Abstract P316: Role Of Scleraxis In Cardiac Valve Development And Disease

Valvular heart disease is one of the major causes of cardiac-related deaths in the US and effective treatment is currently limited to surgical repair or replacement. Mature heart valves are composed of highly organized and stratified layers of extracellular matrix (ECM) regulated by valve interstitial cells (VICs). This stratification that is initiated during embryogenesis and completed during valve maturation after birth, needs to be maintained throughout life for normal valve function. Myxomatous degeneration is a common disease histologically characterized by imbalance in ECM composition and organization resulting in valve biomechanical failure. Yet, key regulators of ECM homeostasis are not well characterized. Scleraxis (Scx) is a bHLH transcription factor that we previously showed to be critical for heart valve development and its loss of function leads to defective VIC maturation and aberrant ECM organization. However, due to lack of efficient tools, the mechanistic function of Scx in valve development and disease in vivo remains to be understood. Herein, we performed temporal analysis of Scx transcript levels during development of murine homeostatic valves and identified that Scx is predominantly expressed in the VICs between E13.5 and P14. We also assessed Scx levels and ECM abnormalities in valve tissues derived from patients with cardiac valve diseases and identified several distinct populations of VICs with high Scx levels that partially colocalized with elevated collagen fragmentation and proteoglycan (PG) deposition in the neighboring ECM. Scx levels were also elevated in valves of Fbn1 C1039G/+ and osteogenesis imperfecta murine ( OIM ) mice that develop myxomatous valve abnormalities signifying a potential role in pathogenesis.
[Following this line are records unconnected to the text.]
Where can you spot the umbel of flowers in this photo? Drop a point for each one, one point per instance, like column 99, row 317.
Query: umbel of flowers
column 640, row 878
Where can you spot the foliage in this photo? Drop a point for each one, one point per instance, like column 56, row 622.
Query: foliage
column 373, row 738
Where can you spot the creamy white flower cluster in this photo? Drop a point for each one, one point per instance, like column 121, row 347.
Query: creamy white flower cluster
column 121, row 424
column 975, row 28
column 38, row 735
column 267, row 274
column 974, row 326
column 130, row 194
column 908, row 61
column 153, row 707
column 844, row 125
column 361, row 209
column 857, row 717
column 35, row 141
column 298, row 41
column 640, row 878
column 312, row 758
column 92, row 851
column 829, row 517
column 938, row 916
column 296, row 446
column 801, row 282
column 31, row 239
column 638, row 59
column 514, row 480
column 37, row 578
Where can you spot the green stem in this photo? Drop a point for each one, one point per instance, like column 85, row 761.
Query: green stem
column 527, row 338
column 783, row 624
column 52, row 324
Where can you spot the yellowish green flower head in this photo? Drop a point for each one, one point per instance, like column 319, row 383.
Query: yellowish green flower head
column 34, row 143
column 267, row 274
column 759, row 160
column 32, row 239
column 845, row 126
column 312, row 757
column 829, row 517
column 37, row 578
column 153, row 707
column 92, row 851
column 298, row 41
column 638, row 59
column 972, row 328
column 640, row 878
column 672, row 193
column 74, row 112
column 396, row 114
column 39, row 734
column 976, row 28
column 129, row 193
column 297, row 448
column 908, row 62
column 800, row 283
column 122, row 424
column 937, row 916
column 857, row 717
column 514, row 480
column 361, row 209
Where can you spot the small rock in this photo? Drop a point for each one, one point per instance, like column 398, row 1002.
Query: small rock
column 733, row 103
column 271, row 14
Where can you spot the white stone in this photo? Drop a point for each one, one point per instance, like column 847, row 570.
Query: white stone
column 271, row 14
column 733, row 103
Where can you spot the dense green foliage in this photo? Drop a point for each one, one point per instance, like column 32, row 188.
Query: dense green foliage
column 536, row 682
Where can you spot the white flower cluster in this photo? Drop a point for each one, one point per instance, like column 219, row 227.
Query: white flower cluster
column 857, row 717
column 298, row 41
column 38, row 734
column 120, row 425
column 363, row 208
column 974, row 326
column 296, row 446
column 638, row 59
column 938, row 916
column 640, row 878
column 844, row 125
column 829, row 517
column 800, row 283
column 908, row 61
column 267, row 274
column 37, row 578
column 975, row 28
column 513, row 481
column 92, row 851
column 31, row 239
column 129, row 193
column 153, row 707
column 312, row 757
To further study the function of Scx in valve development and disease in vivo , we have generated a conditional Scx-transgenic model (Scx-TG) that will allow for overexpression in targeted cell lineages upon Cre recombination. Additionally, we will employ Scx-Cre mouse model expressing Scx-promoter driven Cre -recombinase to perform Scx-expressing cell lineage analyses and high-throughput sequencing analyses to identify direct gene targets and protein-interaction partners of Scx to better understand its mechanistic role in regulating valve ECM homeostasis. Together these in vivo approaches will provide novel insights into the function of Scx in heart development and disease.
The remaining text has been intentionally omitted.